The White House has instructed its allies to tread carefully on the most contentious gun-related issues, such as age limits and background checks.
For example, a set of talking points circulated by the White House on Feb. 26 and obtained by the Washington Examiner suggested surrogates and associates describe Trump as “supportive of the concept” of raising the minimum age for purchasing semi-automatic weapons from 18 to 21. The talking points noted simply that Trump wants “to strengthen the background check system overall.”
But the messaging guidance offered little in the way of specifics or firm positions, demonstrating the fluidity of the White House’s internal discussions on guns as Trump prepared to sit down with a bipartisan group of lawmakers later in the week.
That now-infamous meeting saw Trump veer from promising to “protect the rights of law-abiding Americans” to advocating that law enforcement officers “take the guns first, go through due process second” if a person is suspected of being mentally unstable.
Some Republicans reacted with shock to the president’s suggestion that authorities confiscate guns from people whose mental state had not yet been adjudicated.
“Is anyone ok with this, because I’m sure as hell not,” Rep. Thomas Massie, R-Ky., tweeted on March 1. “I swore an oath to support and defend the [C]onstitution. Speak up.”
Unlike many Republicans who have engaged in the national conversation about guns over the past several years, Trump has openly discussed his relationship with the NRA and has even defended the organization that anti-gun activists frequently characterize as the powerful puppeteer behind pro-gun politicians.
“I’m a fan of the NRA. I mean, there’s no bigger fan. I’m a big fan of the NRA,” Trump said during his Feb. 28 meeting with Republican and Democratic lawmakers.
After Trump announced last week that he had shared a private lunch with NRA executives the weekend prior, critics seized on the subtle shift in the White House’s language about age limits as evidence that Trump had watered down his support for raising the age required to purchase semi-automatic weapons in response to the NRA’s opposition.
But Trump ribbed his fellow Republicans on Feb. 28 about their relationships to the NRA, encouraging lawmakers not to be “petrified” of the group’s opposition to raising the age limit for purchasing certain weapons.
“These are great patriots.

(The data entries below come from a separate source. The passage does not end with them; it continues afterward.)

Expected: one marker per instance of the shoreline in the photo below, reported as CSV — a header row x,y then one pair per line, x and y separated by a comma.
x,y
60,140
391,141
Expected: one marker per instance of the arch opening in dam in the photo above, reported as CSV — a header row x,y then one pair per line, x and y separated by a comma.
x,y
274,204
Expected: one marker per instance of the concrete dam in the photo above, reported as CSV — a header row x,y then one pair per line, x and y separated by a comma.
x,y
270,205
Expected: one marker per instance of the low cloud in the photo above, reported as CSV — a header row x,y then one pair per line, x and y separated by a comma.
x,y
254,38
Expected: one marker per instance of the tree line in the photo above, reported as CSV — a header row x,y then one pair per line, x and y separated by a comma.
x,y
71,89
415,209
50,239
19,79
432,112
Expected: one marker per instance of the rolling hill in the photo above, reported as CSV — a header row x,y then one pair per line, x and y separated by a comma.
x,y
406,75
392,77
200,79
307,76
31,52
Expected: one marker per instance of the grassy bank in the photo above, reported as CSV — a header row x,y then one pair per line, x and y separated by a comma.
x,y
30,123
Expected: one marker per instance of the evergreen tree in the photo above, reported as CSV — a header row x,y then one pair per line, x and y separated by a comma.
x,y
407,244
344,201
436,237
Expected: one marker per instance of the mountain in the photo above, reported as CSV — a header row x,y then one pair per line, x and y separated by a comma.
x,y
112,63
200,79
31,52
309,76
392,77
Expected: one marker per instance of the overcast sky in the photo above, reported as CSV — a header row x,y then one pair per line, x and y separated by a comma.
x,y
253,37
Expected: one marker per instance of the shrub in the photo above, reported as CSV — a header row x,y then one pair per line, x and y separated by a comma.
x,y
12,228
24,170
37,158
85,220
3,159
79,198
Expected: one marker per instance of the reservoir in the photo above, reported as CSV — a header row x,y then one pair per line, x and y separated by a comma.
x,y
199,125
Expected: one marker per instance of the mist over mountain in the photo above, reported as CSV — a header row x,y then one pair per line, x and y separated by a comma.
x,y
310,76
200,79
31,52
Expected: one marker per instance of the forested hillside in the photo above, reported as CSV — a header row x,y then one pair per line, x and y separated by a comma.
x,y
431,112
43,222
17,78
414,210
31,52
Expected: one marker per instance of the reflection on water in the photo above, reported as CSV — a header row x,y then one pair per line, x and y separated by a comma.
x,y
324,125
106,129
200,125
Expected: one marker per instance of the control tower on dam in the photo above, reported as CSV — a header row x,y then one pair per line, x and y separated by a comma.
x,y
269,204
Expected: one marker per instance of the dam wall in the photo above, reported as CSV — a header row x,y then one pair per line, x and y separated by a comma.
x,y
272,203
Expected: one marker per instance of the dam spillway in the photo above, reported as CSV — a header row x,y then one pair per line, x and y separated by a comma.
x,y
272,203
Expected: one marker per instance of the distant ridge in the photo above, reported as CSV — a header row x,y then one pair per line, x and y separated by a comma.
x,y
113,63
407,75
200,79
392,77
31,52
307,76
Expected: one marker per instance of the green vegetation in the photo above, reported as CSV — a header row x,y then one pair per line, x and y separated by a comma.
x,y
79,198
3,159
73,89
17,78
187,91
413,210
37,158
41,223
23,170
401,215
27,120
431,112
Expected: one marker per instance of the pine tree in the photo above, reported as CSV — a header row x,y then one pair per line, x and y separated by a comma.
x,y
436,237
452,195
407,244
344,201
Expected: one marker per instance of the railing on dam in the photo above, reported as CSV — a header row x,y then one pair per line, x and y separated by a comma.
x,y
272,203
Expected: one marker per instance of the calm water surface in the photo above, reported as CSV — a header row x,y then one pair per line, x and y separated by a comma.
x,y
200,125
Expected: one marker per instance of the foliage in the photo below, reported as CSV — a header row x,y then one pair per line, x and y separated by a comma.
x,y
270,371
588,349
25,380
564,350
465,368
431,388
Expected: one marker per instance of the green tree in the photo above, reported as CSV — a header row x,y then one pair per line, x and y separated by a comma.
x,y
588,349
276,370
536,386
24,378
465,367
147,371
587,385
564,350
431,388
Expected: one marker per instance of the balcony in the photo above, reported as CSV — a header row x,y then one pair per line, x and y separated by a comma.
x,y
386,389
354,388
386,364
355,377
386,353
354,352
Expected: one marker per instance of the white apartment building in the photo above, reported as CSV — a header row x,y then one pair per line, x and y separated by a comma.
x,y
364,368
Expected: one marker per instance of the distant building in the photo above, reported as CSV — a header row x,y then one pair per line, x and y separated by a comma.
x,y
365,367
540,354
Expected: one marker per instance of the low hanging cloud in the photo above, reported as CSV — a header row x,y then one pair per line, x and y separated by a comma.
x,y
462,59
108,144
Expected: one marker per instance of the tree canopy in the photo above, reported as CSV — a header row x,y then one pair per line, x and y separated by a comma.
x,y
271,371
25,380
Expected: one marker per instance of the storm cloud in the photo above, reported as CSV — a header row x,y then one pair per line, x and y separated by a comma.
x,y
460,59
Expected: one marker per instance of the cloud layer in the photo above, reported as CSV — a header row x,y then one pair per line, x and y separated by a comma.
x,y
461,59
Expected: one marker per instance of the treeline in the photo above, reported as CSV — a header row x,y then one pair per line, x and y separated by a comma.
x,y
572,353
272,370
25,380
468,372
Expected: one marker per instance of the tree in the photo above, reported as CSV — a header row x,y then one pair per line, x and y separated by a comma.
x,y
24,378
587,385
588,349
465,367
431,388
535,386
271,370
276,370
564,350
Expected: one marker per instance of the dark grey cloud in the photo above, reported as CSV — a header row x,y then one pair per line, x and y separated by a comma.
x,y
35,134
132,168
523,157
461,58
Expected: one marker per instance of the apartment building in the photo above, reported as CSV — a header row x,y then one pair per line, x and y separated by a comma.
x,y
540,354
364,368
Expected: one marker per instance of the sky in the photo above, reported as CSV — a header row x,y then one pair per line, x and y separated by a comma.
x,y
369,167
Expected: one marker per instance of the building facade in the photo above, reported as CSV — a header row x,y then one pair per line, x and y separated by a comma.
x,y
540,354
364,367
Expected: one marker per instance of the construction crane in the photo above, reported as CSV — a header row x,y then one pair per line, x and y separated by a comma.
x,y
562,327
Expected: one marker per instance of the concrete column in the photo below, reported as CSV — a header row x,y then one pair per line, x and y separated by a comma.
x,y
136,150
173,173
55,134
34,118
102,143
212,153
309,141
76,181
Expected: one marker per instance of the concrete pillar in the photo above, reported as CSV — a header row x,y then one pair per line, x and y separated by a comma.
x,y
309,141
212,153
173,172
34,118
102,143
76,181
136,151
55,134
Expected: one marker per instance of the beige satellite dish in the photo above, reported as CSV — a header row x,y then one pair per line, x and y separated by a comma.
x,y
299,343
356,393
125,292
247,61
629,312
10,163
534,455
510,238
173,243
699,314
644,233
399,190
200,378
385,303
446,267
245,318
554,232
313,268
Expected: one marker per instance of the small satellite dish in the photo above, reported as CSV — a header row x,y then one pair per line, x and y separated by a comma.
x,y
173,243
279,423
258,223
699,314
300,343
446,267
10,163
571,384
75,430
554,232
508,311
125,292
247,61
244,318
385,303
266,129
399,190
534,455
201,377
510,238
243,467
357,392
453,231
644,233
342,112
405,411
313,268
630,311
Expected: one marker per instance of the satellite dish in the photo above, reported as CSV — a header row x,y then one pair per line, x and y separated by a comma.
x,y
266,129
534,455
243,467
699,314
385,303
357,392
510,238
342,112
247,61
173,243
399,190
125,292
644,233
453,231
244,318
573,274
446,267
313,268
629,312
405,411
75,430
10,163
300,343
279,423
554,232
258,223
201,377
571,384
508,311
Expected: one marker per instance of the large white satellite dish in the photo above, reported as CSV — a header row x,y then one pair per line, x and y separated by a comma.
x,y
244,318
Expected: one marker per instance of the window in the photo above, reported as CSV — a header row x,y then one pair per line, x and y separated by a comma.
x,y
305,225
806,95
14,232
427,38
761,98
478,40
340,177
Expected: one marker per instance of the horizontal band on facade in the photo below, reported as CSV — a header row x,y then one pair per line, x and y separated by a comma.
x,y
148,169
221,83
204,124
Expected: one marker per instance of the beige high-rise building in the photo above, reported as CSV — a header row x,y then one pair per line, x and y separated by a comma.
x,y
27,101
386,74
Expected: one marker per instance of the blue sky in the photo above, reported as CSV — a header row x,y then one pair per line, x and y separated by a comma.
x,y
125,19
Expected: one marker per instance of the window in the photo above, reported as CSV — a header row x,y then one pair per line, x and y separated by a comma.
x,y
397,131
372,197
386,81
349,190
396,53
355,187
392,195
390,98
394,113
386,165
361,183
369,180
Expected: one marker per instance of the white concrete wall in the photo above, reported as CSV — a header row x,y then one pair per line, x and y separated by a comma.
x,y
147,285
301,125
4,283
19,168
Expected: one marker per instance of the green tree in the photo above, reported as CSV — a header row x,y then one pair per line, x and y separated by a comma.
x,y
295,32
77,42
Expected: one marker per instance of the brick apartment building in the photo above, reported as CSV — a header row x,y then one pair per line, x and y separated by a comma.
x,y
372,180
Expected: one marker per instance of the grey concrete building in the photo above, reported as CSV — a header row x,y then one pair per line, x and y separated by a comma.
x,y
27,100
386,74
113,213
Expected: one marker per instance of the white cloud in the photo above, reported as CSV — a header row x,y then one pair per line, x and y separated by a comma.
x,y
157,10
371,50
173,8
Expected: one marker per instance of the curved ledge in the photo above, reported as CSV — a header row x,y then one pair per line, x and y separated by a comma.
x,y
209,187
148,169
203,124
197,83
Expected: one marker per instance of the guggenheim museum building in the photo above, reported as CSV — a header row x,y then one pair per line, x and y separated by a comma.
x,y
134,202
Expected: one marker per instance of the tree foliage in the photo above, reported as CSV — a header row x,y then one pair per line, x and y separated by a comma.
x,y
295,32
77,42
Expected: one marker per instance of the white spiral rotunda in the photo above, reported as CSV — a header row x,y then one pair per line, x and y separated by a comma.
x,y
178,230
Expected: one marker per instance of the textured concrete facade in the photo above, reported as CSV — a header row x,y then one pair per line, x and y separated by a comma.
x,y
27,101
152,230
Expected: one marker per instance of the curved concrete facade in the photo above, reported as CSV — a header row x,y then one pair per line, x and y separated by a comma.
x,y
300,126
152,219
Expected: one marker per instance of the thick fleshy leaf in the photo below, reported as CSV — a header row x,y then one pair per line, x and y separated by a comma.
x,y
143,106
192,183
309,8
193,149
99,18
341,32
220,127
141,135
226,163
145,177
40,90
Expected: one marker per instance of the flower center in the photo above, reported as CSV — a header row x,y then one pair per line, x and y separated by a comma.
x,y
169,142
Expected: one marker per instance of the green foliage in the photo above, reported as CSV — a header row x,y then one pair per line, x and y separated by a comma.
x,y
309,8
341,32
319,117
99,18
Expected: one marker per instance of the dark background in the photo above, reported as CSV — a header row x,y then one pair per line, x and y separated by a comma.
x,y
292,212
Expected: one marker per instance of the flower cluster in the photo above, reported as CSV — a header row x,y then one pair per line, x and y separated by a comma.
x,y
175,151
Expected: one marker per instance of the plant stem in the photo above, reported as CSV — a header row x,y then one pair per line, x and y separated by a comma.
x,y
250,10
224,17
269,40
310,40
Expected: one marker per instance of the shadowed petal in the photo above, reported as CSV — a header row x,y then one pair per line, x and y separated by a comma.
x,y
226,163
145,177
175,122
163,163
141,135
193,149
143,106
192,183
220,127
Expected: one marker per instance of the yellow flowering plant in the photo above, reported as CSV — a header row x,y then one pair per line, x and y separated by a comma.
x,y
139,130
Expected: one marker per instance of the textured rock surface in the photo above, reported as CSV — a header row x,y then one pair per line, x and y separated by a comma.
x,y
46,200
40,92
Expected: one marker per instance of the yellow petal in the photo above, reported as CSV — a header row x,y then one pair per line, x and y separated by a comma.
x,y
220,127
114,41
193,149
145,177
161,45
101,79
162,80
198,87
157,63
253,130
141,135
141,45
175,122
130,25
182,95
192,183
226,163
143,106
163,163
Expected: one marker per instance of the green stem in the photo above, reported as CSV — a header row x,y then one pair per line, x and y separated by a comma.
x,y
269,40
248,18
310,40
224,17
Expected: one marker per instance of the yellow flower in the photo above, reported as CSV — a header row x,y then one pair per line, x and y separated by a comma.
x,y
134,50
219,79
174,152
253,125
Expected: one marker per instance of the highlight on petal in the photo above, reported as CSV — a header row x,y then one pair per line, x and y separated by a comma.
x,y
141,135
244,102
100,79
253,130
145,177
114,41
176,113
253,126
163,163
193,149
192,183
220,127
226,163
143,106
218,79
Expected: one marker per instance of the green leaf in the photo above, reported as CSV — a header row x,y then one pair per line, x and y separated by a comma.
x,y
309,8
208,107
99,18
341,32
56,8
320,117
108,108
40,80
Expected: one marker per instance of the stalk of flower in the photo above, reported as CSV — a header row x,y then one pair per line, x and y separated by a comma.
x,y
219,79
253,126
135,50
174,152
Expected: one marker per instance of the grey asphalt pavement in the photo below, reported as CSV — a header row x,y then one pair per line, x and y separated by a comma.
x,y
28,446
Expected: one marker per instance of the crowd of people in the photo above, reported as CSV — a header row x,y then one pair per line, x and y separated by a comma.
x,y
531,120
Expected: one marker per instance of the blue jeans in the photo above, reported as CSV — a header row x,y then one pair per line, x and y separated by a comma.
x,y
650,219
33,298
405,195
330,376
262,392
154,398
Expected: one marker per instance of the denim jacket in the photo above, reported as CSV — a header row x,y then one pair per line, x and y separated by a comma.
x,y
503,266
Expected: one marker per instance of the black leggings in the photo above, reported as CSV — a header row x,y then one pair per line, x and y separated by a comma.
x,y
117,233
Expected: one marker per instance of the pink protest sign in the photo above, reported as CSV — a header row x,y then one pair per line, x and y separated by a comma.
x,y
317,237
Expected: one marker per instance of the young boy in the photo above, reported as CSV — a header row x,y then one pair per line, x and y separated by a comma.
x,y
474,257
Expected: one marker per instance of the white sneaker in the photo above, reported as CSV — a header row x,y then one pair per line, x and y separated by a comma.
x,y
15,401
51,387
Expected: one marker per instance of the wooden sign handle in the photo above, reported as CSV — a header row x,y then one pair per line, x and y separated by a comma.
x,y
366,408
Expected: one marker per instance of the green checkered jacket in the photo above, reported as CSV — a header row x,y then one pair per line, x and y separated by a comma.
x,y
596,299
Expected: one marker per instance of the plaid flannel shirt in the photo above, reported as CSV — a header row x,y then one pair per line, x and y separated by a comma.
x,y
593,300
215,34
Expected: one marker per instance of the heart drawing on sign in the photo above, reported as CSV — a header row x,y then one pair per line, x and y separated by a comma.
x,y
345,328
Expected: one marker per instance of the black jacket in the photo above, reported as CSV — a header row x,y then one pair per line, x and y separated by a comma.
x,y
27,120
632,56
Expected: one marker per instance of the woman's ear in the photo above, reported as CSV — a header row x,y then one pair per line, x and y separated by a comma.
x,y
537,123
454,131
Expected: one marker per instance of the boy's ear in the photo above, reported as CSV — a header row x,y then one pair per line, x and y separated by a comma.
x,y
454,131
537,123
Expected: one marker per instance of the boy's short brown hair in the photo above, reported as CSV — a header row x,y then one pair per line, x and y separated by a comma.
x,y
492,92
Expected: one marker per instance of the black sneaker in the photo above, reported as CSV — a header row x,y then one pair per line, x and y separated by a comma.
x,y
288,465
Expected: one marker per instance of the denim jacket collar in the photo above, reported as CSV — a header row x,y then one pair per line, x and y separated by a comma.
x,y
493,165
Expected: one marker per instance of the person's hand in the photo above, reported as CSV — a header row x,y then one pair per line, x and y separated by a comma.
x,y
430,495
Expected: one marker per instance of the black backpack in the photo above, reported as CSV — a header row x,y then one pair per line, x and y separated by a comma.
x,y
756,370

They love our country. But that doesn’t mean we have to agree on everything,” Trump said of the NRA. “It doesn’t make sense that I have to wait until I’m 21 to get a handgun, but I can get this weapon at 18. I don’t know.”
Brad Blakeman, a Republican strategist and former aide to George W. Bush, said Trump’s decision to open up his bipartisan meeting with lawmakers was a “brilliant” move.
“He left both sides with options and opportunities. He neither lectured nor demanded,” Blakeman said. “It is up to Congress to craft legislation that solves problems and is capable of getting to the [president’s] desk.”
Democrats have bristled at Trump’s push to incentivize teachers with the proper training to carry guns in schools. Some, including Washington’s Democratic Gov. Jay Inslee, have encouraged Trump to remove the proposal from his gun platform altogether in order to proceed with discussions on other measures.
“Republicans see this as a security issue. Democrats see this a gun issue, and that’s certainly where the rub comes,” O’Connell said. “[Trump] is trying to find where the sweet spot is.”